Les militaires ont-ils été pris pour des militants d'extrême-droite ? C'est ce que va devoir tenter de déterminer l'enquête, ouverte après l'agression, samedi après-midi, de deux militaires en civil par une vingtaine de personnes en marge de la manifestation à Paris pour la levée de l'état d'urgence. Les faits se sont produits rue Richelieu, dans le Ier arrondissement de la capitale.

Les agresseurs, vêtus de noir, masqués et encagoulés, ont réussi à prendre la fuite et sont activement recherchés. L'un des deux militaires a été blessé à l'arcade sourcilière et soigné sur place par les pompiers. Le téléphone de l'un des deux militaires, mobilisés à Paris dans le cadre du plan Vigipirate, a également été dérobé.

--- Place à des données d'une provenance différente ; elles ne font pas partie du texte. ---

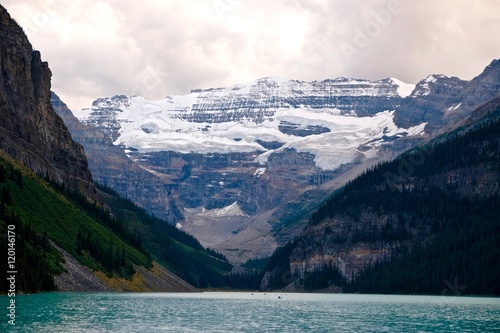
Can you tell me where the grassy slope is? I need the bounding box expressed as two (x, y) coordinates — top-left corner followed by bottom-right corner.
(0, 151), (152, 290)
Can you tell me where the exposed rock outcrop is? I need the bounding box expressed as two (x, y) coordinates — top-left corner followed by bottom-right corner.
(51, 93), (183, 223)
(0, 6), (99, 201)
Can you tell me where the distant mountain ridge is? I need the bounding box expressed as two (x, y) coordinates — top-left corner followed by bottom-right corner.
(69, 60), (500, 260)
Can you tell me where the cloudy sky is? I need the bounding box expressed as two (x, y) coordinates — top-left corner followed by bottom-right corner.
(2, 0), (500, 110)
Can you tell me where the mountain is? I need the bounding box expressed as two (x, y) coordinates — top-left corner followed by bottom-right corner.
(69, 61), (500, 262)
(262, 96), (500, 296)
(68, 78), (425, 260)
(0, 6), (99, 201)
(50, 92), (182, 223)
(0, 6), (232, 293)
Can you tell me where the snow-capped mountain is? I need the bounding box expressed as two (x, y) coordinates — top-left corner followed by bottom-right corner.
(75, 78), (425, 170)
(69, 61), (500, 261)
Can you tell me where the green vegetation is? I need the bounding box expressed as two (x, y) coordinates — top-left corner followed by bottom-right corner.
(0, 152), (152, 292)
(96, 184), (232, 288)
(266, 109), (500, 296)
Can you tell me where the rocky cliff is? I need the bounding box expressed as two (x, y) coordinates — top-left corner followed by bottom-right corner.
(268, 96), (500, 289)
(69, 62), (499, 260)
(50, 93), (183, 223)
(0, 6), (98, 201)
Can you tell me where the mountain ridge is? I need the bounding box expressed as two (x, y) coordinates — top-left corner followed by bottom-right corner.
(65, 61), (500, 260)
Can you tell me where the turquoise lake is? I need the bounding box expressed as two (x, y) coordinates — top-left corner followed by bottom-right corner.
(0, 292), (500, 333)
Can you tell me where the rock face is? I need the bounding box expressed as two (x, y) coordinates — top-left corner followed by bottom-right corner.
(0, 6), (98, 201)
(394, 60), (500, 133)
(50, 93), (182, 223)
(67, 62), (499, 261)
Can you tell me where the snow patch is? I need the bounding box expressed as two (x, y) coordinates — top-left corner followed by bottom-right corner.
(391, 77), (416, 98)
(196, 201), (249, 217)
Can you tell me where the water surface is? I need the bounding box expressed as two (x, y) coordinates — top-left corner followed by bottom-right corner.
(0, 293), (500, 333)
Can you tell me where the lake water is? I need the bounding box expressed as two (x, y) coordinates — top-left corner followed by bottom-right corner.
(0, 293), (500, 333)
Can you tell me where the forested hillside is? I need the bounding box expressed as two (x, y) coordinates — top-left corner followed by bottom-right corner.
(267, 103), (500, 295)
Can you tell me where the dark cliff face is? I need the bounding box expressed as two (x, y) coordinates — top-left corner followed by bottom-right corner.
(0, 6), (97, 201)
(50, 93), (182, 223)
(394, 60), (500, 133)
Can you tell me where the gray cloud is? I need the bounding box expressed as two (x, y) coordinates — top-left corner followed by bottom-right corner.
(3, 0), (500, 109)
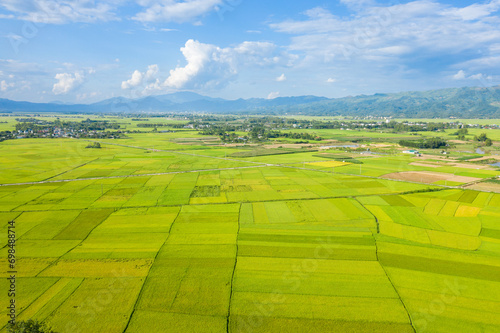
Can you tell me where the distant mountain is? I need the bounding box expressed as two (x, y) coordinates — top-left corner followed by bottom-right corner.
(0, 86), (500, 118)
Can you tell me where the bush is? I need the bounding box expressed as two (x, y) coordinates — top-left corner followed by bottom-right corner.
(8, 319), (56, 333)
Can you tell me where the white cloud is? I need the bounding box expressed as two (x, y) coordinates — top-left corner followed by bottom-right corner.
(164, 39), (237, 89)
(148, 39), (291, 90)
(52, 72), (84, 95)
(122, 64), (160, 89)
(0, 0), (120, 24)
(122, 70), (144, 89)
(144, 65), (159, 82)
(453, 69), (465, 80)
(452, 70), (493, 81)
(133, 0), (224, 24)
(267, 91), (280, 99)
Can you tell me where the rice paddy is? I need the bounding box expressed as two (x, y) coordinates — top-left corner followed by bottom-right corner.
(0, 120), (500, 332)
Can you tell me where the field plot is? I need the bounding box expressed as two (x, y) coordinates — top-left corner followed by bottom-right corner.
(0, 130), (500, 333)
(383, 171), (481, 184)
(230, 199), (412, 332)
(127, 205), (240, 332)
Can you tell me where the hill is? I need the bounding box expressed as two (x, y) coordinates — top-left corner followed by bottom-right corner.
(0, 86), (500, 118)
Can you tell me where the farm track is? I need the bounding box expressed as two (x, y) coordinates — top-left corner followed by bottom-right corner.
(226, 203), (242, 333)
(123, 210), (180, 333)
(354, 197), (416, 332)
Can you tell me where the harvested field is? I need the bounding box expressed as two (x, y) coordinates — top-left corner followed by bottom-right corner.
(409, 162), (442, 168)
(467, 182), (500, 193)
(382, 171), (480, 184)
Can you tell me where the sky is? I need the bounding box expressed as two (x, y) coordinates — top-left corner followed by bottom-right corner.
(0, 0), (500, 104)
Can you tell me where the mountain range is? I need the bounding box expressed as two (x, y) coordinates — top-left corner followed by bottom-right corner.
(0, 85), (500, 118)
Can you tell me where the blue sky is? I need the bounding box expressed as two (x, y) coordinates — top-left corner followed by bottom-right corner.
(0, 0), (500, 103)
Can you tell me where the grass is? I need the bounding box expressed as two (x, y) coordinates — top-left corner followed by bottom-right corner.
(0, 118), (500, 332)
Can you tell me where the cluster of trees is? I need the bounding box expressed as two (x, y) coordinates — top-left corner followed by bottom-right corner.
(85, 142), (101, 149)
(137, 123), (169, 128)
(474, 133), (493, 147)
(399, 138), (448, 149)
(199, 121), (322, 142)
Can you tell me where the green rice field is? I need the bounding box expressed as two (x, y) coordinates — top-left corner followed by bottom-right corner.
(0, 120), (500, 333)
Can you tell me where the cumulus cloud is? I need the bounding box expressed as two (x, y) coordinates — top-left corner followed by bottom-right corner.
(0, 0), (120, 24)
(122, 64), (160, 89)
(452, 70), (493, 81)
(134, 0), (224, 23)
(122, 39), (293, 93)
(276, 73), (286, 82)
(52, 72), (84, 95)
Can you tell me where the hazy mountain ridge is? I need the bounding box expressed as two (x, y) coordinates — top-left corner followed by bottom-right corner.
(0, 86), (500, 118)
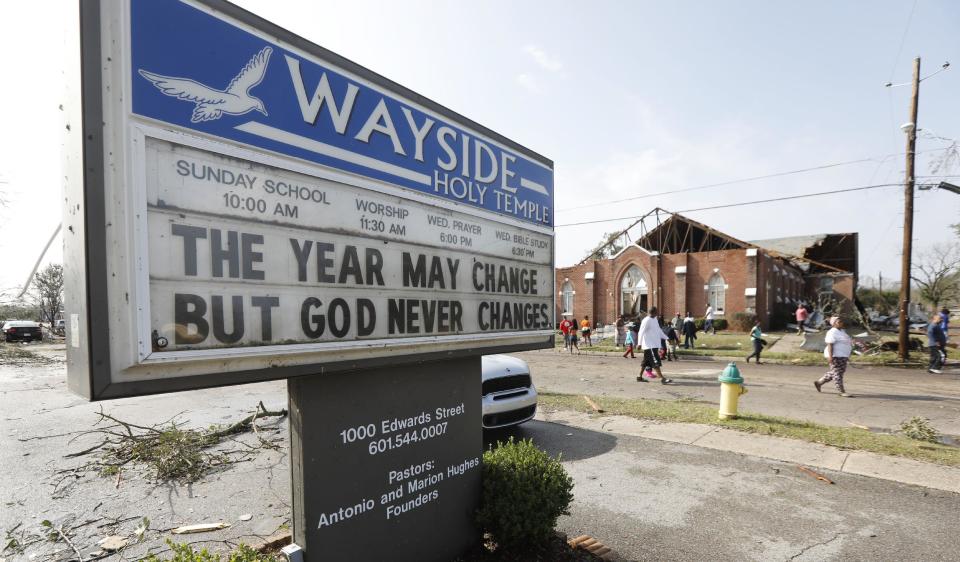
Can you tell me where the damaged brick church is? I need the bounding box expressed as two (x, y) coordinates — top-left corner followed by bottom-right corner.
(556, 209), (858, 329)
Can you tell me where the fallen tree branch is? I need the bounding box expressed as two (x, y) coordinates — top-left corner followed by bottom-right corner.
(54, 401), (287, 484)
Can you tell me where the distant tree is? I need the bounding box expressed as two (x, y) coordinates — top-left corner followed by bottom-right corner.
(33, 263), (63, 322)
(593, 230), (626, 260)
(912, 242), (960, 309)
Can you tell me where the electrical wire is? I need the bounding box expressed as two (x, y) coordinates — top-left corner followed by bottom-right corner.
(556, 147), (950, 213)
(554, 183), (903, 228)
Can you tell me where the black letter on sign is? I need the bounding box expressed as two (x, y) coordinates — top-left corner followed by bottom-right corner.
(210, 228), (240, 279)
(210, 295), (243, 343)
(240, 232), (263, 280)
(290, 238), (313, 281)
(357, 299), (377, 336)
(250, 297), (280, 341)
(300, 297), (324, 339)
(327, 298), (350, 338)
(170, 224), (207, 275)
(364, 248), (383, 286)
(173, 293), (210, 345)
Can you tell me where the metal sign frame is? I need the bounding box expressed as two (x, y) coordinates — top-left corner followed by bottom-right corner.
(64, 0), (555, 400)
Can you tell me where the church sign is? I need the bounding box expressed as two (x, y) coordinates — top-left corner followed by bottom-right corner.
(65, 0), (554, 399)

Les agresseurs ont réussi à prendre la fuite.

Le FN dénonce un "terrorisme d'extrême gauche"

Dans un communiqué, Wallerand de Saint Just (Front national) a dénoncé cette agression, y voyant un acte de "terrorisme de l'extrême gauche la plus débile et la plus violente". "Les agresseurs étaient vêtus de noir, masqués et cagoulés. Ainsi donc, en plein 'état d’urgence', les autorités et spécialement le préfet de police laissent de nombreux manifestants déambuler dans Paris, vêtus de noir et cagoulés comme des terroristes. Ces autorités viennent ainsi de démontrer leur incapacité à maintenir un ordre public minimum", a-t-il accusé en se demandant "comment on peut laisser ces véritables canailles rôder librement".

Entre 5500, selon la préfecture de police, et 20.000 manifestants, selon les organisateurs, ont manifesté samedi à Paris pour dénoncer l'état d'urgence et le projet de déchéance de nationalité. Défilant sous la pluie entre la place de la République et le Palais-Royal, les manifestants ont répondu à l'appel des collectifs "Nous ne céderons pas" et "Stop état d'urgence", qui regroupent notamment des syndicats (CGT, FSU, Syndicat de la magistrature), des associations (Attac, Droit au logement, Droits devant, MRAP) et des organisations de défense des droits de l'homme (FIDH).